Assessment of network module identification across complex diseases.

Journal: Nature methods

Volume: 16

Issue: 9

Year of Publication: 2019

Affiliated Institutions:  Department of Computational Biology, University of Lausanne, Lausanne, Switzerland. Icahn Institute for Genomics and Multiscale Biology and Department of Genetics and Genomic Sciences, Icahn School of Medicine at Mount Sinai, New York, NY, USA. Department of Computer Science, Tufts University, Medford, MA, USA. Roche Pharma Research and Early Development, Pharmaceutical Sciences, Roche Innovation Center Basel, F. Hoffmann-La Roche Ltd, Basel, Switzerland. Department of Mathematics, Tufts University, Medford, MA, USA. College of Computer and Information Science, Northeastern University, Boston, MA, USA. Department of Surgery, Massachusetts General Hospital, Harvard Medical School, Boston, MA, USA. Broad Institute of MIT and Harvard, Cambridge, MA, USA. Swiss Institute of Bioinformatics, Lausanne, Switzerland. Institute for Computational Biomedicine, Faculty of Medicine, Heidelberg University, Bioquant, Heidelberg, Germany.

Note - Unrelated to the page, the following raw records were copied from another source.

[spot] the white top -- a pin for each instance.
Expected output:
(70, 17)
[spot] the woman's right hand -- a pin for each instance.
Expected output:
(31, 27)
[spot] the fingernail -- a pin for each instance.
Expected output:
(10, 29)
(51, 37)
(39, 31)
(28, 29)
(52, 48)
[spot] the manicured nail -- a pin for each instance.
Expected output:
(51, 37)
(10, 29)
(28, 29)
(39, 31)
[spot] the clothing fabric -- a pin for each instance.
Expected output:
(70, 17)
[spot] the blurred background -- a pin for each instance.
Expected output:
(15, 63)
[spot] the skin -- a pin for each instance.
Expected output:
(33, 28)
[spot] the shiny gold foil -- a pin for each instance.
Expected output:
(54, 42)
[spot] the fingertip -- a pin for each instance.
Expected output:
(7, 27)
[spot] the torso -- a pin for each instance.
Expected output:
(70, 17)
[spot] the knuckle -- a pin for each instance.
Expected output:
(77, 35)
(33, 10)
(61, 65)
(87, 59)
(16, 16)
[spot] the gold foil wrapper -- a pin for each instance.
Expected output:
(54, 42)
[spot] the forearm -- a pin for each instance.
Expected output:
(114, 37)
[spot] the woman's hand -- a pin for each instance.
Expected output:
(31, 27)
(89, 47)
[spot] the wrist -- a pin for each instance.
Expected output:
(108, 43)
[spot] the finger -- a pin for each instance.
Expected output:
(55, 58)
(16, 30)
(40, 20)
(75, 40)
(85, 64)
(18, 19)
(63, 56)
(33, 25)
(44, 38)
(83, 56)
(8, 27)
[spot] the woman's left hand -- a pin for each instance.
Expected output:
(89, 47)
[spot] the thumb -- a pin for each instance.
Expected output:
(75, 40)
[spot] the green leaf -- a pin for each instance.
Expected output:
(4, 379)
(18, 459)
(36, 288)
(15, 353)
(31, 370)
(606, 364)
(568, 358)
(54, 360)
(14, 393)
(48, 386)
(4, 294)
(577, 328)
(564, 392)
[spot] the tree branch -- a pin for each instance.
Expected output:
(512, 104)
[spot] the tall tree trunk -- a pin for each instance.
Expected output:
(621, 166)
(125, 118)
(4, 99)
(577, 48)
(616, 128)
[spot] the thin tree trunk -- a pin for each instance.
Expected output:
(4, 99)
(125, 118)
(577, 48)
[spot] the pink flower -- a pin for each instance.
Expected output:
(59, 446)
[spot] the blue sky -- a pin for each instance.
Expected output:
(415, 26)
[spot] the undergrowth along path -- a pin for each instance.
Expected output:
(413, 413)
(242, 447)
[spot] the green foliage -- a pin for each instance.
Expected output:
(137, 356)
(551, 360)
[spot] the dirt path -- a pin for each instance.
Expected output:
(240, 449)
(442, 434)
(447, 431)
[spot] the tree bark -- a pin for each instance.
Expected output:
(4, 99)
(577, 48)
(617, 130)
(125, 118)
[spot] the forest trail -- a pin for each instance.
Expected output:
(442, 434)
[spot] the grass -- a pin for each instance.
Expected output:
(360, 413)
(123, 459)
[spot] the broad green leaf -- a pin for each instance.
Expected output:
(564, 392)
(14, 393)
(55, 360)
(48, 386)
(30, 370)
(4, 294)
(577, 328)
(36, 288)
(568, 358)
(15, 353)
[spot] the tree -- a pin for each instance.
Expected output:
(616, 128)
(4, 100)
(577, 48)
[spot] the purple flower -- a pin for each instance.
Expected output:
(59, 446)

Department of Computational Biology, University of Lausanne, Lausanne, Switzerland. sven.bergmann@unil.ch. Department of Computational Biology, University of Lausanne, Lausanne, Switzerland. daniel.marbach.dm@roche.com.

Abstract summary 

Many bioinformatics methods have been proposed for reducing the complexity of large gene or protein networks into relevant subnetworks or modules. Yet, how such methods compare to each other in terms of their ability to identify disease-relevant modules in different types of network remains poorly understood. We launched the 'Disease Module Identification DREAM Challenge', an open competition to comprehensively assess module identification methods across diverse protein-protein interaction, signaling, gene co-expression, homology and cancer-gene networks. Predicted network modules were tested for association with complex traits and diseases using a unique collection of 180 genome-wide association studies. Our robust assessment of 75 module identification methods reveals top-performing algorithms, which recover complementary trait-associated modules. We find that most of these modules correspond to core disease-relevant pathways, which often comprise therapeutic targets. This community challenge establishes biologically interpretable benchmarks, tools and guidelines for molecular network analysis to study human disease biology.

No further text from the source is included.